Date of this Version

Summer 1984

Citation

Great Plains Quarterly Vol. 4, No. 3, Summer 1984, pp. 180-81.

Comments

Copyright 1984 by the Center for Great Plains Studies, University of Nebraska-Lincoln

Abstract

The image of a hastily gathered posse comitatus riding out of a fearfully paralyzed western town to administer swift and violent justice to a band of desperadoes is as firmly etched in the American mind as nearly any popular western scene. In one violent portrait, the remoteness of the frontier from civilization, the failure of established institutions, and the necessity of good men to protect their families and property are capsulized. The fascination with vigilantes is bred of the excitement of its violent solution and the inherent mystery behind it all. What drove men to take the law under their own jurisdiction, and how did they do it?

Lew L. Callaway, who immigrated to Montana at the age of two in 1871 and was later appointed Chief Justice of the Montana Supreme Court, became entranced with the subject of Montana's famous vigilantes. Callaway, whose father was a business associate of one of the key vigilante leaders, talked with many participants and with others who knew the inner history of these historic extralegal activities in the period 1863 to 1865. First published as newspaper articles and later collected in the limited circulation publication Two True Tales of the Wild West (1973), Callaway's story of Montana's hangmen corrects errors contained in other accounts and introduces new material.

Of most importance to historians, Callaway's treatment of the Montana vigilantes establishes that membership and participation in the movement was much larger and broader than previously portrayed. Part of this misconception was the result of an understandable uneasiness on the part of the vigilantes to have their distasteful deeds fully described and themselves clearly identified. But, as Callaway's account explains, it was the general support the vigilantes received from the populace that genuinely makes the vigilante movement in Montana less conspiratorial than popular versions would have it.

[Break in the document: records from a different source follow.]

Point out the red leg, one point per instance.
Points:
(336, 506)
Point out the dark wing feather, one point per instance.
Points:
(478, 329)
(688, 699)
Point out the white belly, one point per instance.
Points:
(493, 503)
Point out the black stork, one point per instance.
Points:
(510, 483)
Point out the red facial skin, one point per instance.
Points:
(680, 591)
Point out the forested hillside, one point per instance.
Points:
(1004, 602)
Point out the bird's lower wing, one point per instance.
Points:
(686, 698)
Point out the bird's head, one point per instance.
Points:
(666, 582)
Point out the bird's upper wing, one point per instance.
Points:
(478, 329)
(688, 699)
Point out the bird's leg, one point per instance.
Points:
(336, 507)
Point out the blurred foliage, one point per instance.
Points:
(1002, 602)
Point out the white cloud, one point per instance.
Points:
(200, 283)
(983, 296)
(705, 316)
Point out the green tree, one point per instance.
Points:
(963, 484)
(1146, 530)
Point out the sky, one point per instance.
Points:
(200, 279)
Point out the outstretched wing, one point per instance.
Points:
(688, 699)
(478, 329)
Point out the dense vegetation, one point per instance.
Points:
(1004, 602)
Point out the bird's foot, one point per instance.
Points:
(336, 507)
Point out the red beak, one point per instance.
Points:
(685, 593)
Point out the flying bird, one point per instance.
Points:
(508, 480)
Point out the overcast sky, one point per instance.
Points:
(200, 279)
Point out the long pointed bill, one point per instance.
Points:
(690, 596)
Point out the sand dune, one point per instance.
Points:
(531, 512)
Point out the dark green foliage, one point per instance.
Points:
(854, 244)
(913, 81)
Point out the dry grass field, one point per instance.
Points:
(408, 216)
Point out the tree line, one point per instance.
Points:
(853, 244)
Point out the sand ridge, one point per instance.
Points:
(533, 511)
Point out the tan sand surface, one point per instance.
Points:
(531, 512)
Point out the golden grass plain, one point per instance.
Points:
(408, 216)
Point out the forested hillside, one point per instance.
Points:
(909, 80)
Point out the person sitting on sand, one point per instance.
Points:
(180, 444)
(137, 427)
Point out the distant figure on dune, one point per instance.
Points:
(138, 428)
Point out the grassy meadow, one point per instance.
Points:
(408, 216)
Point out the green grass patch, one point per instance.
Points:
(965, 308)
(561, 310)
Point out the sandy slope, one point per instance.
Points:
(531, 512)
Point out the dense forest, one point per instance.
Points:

Callaway's father's friendship with James Williams, the reticent but demonstrably key individual in the vigilante organization, provided the author with crucial new information. The result is the story of the vigilantes centered around the biographies of two prime actors in the drama: Captain James Williams, vigilante leader; and Joseph Alfred Slade, an outrageous character who defied the vigilantes and paid the ultimate price.